사실 cache locking이라는 개념 자체를 잘 몰라서 "A Survey of Techniques for Cache Locking"를 읽다가 다음 문장을 발견하고 드리는 의견입니다 ㅎㅎ

Also, when the cache is fully locked, the items known to be not locked are guaranteed to miss, and hence, their access times may also be easily ascertained.

이 부분을 보면 cache locking에서는 cache가 fully locked된 상황에서 miss가 발생하면 패널티를 감수하고 메모리에서 직접 레지스터로 가져오는 선택을 할 수 있는 것으로 보입니다. 하지만 SPM에서는 이런 접근이 불가능하죠 (SPM에 없으면 계산을 못하니까)

이게 더 근본적인 차이가 아닐까 싶네요. 정확하게 비교하려면 register-locking(?) 기법이랑 비교를 해봐야 할 것 같은데... 왠지 그런 논문은 없지 않을까요?

@parjong

cache locking is also useful for improving performance, since by locking hot data in the cache, conflict misses to these data can be reduced

어제 cache locking을 봤을때 pinning이랑 비슷한 부분은 이거 같더라구요. Hot data를 cache에 고정하는게 pinning과 비슷한거라고 저는 생각했습니다.

Analysis 논문 보면 뭔가 앱을 미리 수행해서 결과를 얻은 후 그걸 바탕으로 hot data를 정하는 경우가 많더라구요. 저희는 compile시에 이걸 분석을 통해 찾으니깐 이게 차이점이라고 생각했구요. Hot data를 fix한다는점은 pinning과 생각보다는 유사해 보입니다.

@periannath 원래 질문은 아래와 같음.

This work claims that it can compensate for the computation increase from fusion, by pinning. But it is somehow confusion since the former relates to computation duplication, while the latter relates to memory transferring reduction instead of computation deduplication. Could the author clarify that more clearly?

번역하면, pinning 이 memory transfer reduction 에 관한 것이고, computation deduplication 에 관한 것이 아닌데 왜 computation increase 를 줄인다고 말하는 것이냐? 라고 이해가 되는데.

답변은 fusion 이 computation duplication 을 야기하는데, pinning 이 fusion 을 줄여서 computation duplication 도 줄인다는 취지로 하려고 함.

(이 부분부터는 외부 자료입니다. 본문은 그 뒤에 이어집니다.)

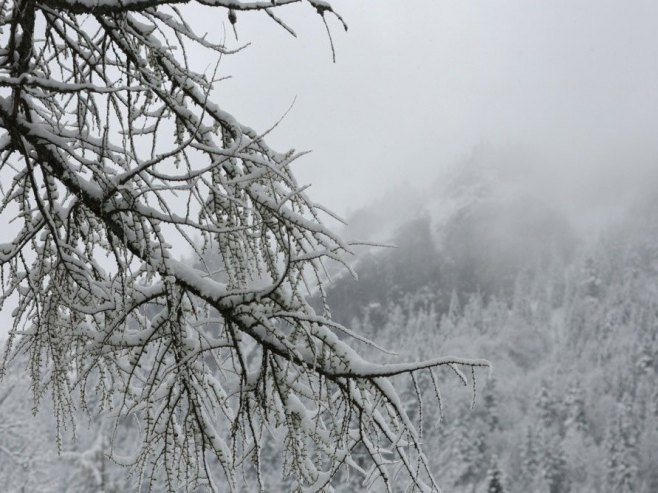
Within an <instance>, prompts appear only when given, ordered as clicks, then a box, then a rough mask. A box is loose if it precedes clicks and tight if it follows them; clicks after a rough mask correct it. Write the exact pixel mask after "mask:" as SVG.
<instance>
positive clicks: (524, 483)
mask: <svg viewBox="0 0 658 493" xmlns="http://www.w3.org/2000/svg"><path fill="white" fill-rule="evenodd" d="M539 470H540V455H539V448H538V443H537V434H536V432H535V431H534V430H533V427H532V426H528V427H526V432H525V436H524V441H523V447H522V448H521V481H522V482H523V484H524V485H525V486H526V487H527V488H528V489H531V487H532V485H533V484H534V482H535V481H536V479H537V473H538V472H539Z"/></svg>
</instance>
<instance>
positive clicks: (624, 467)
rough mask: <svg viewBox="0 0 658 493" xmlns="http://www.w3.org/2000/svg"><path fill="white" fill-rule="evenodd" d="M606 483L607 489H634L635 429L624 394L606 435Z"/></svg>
mask: <svg viewBox="0 0 658 493" xmlns="http://www.w3.org/2000/svg"><path fill="white" fill-rule="evenodd" d="M606 441H607V446H606V448H607V453H608V461H607V469H608V470H607V484H608V487H609V491H611V492H615V493H617V492H619V493H631V492H634V491H636V474H637V455H636V454H637V450H636V444H637V431H636V423H635V420H634V419H633V416H632V408H631V404H630V398H629V396H628V395H625V396H624V397H623V399H622V402H621V403H620V405H619V409H618V411H617V415H616V416H615V419H614V421H613V422H612V424H611V427H610V429H609V430H608V436H607V440H606Z"/></svg>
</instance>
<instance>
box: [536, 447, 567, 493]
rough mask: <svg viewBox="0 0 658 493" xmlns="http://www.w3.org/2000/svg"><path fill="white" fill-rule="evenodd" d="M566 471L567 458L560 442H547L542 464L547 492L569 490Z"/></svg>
mask: <svg viewBox="0 0 658 493" xmlns="http://www.w3.org/2000/svg"><path fill="white" fill-rule="evenodd" d="M567 472H568V471H567V460H566V458H565V456H564V450H563V449H562V446H561V444H560V442H559V441H558V440H553V441H552V442H549V443H548V447H547V448H546V450H545V453H544V457H543V464H542V476H543V479H544V482H545V484H546V487H547V489H548V492H549V493H568V492H569V491H570V490H571V487H570V482H569V478H568V475H567Z"/></svg>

A. Fusion incurs computation increase from spatial/channel expansion. Pinning can reduce computation by suppressing fusion. For example, let's assume two convolution layers were fused, which incurs redundant computations from spatial expansion. The redundant computations can be removed by pinning the intermediate tensor between the two layers and executing those layers one by one. We'll clarify that in the revision.

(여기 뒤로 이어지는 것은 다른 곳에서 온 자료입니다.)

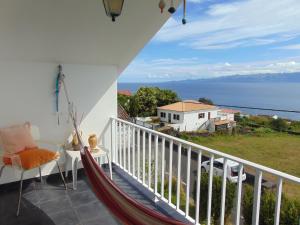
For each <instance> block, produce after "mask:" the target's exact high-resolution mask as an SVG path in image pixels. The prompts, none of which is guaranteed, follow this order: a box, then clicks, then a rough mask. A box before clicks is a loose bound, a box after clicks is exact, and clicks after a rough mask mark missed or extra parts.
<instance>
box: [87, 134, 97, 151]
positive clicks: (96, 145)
mask: <svg viewBox="0 0 300 225" xmlns="http://www.w3.org/2000/svg"><path fill="white" fill-rule="evenodd" d="M88 142H89V145H90V149H91V152H98V151H99V149H98V148H97V144H98V139H97V135H96V134H91V135H90V136H89V139H88Z"/></svg>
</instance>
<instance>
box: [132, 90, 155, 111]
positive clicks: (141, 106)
mask: <svg viewBox="0 0 300 225" xmlns="http://www.w3.org/2000/svg"><path fill="white" fill-rule="evenodd" d="M156 96H157V95H156V90H155V88H151V87H141V88H140V89H139V90H138V91H137V92H136V94H135V96H134V98H135V104H136V105H137V106H138V107H139V109H138V115H139V116H153V115H155V114H156V107H157V98H156Z"/></svg>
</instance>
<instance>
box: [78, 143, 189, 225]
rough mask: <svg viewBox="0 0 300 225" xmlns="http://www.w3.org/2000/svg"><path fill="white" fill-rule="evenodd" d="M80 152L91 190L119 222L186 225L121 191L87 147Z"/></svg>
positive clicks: (167, 224) (143, 223) (126, 224)
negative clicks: (105, 171)
mask: <svg viewBox="0 0 300 225" xmlns="http://www.w3.org/2000/svg"><path fill="white" fill-rule="evenodd" d="M80 153H81V158H82V163H83V167H84V170H85V172H86V175H87V177H88V178H89V181H90V183H91V186H92V189H93V191H94V192H95V194H96V196H97V197H98V198H99V200H100V201H102V202H103V203H104V204H105V205H106V206H107V208H108V209H109V210H110V212H112V213H113V214H114V215H115V217H117V218H118V219H119V221H120V222H122V223H123V224H126V225H156V224H160V225H186V223H183V222H180V221H178V220H175V219H172V218H169V217H167V216H165V215H163V214H161V213H159V212H157V211H154V210H151V209H149V208H148V207H146V206H144V205H142V204H141V203H139V202H138V201H136V200H134V199H133V198H131V197H130V196H129V195H128V194H126V193H125V192H124V191H122V190H121V189H120V188H119V187H118V186H117V185H116V184H115V183H114V182H113V181H112V180H111V179H109V177H108V176H107V175H106V174H105V172H104V171H103V170H102V168H101V167H100V166H99V165H98V164H97V163H96V161H95V160H94V158H93V157H92V155H91V154H90V152H89V150H88V148H87V147H84V149H82V150H81V152H80Z"/></svg>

내가 뭔가 잘못 이해하고 있는 부분이 있으면 좀 더 코멘트 바람.

Hot data를 cache에 고정하는게 pinning과 비슷한거라고 저는 생각했습니다.

네, 제 생각에도 그 부분이 비슷하다 보니 리뷰어가 물어본 것 같습니다. 어차피 목적이 비슷한 기술들이라 개념은 비슷할 것 같습니다.

Analysis 논문 보면 뭔가 앱을 미리 수행해서 결과를 얻은 후 그걸 바탕으로 hot data를 정하는 경우가 많더라구요.

네, 이 부분도 좀 있는 것 같습니다.

근데, 이건 cache locking/pinning의 근본적인 차이 보다는 대상 응용에 따른 차이인 것 같습니다.

APP의 경우에는 동적인 동작이 많다 보니 사전에 예측하기가 어렵죠.
DNN의 경우에는 대부분 정적이라 사전에 예측하기가 쉽죠.

이쪽으로 논의가 전개되면 '그럼 cache locking이 더 좋은 거 아냐?'로 결론이 나올 것 같기도 합니다 🤔

본 논문의 장점을 어필하려면 'H/W cache가 존재한다고 가정한 cache locking의 경우 H/W cache가 없으면 활용이 어려운데, gate count 제약이 큰 가속기에서는 보통 cache가 존재하지 않는다. 이 경우에는 S/W-only pinning 접근이 더 효과적이다' 정도의 논지로 가는 것도 방법일 것 같습니다.

사실 위 답변에 compiler-controlled SPM이라는 거에서 늬앙스는 있지만, 조금 더 이쪽으로 강조하는 것도 좋을 것 같습니다.

그렇게 크리티컬한 질문은 아닌 것 같아서 지금 정도도 괜찮을 것 같기도 하고요..?

@parjong 코멘트 주셔서 감사합니다.

cache locking에서는 cache가 fully locked된 상황에서 miss가 발생하면 패널티를 감수하고 메모리에서 직접 레지스터로 가져오는 선택을 할 수 있는 것으로 보입니다. 하지만 SPM에서는 이런 접근이 불가능하죠 (SPM에 없으면 계산을 못하니까)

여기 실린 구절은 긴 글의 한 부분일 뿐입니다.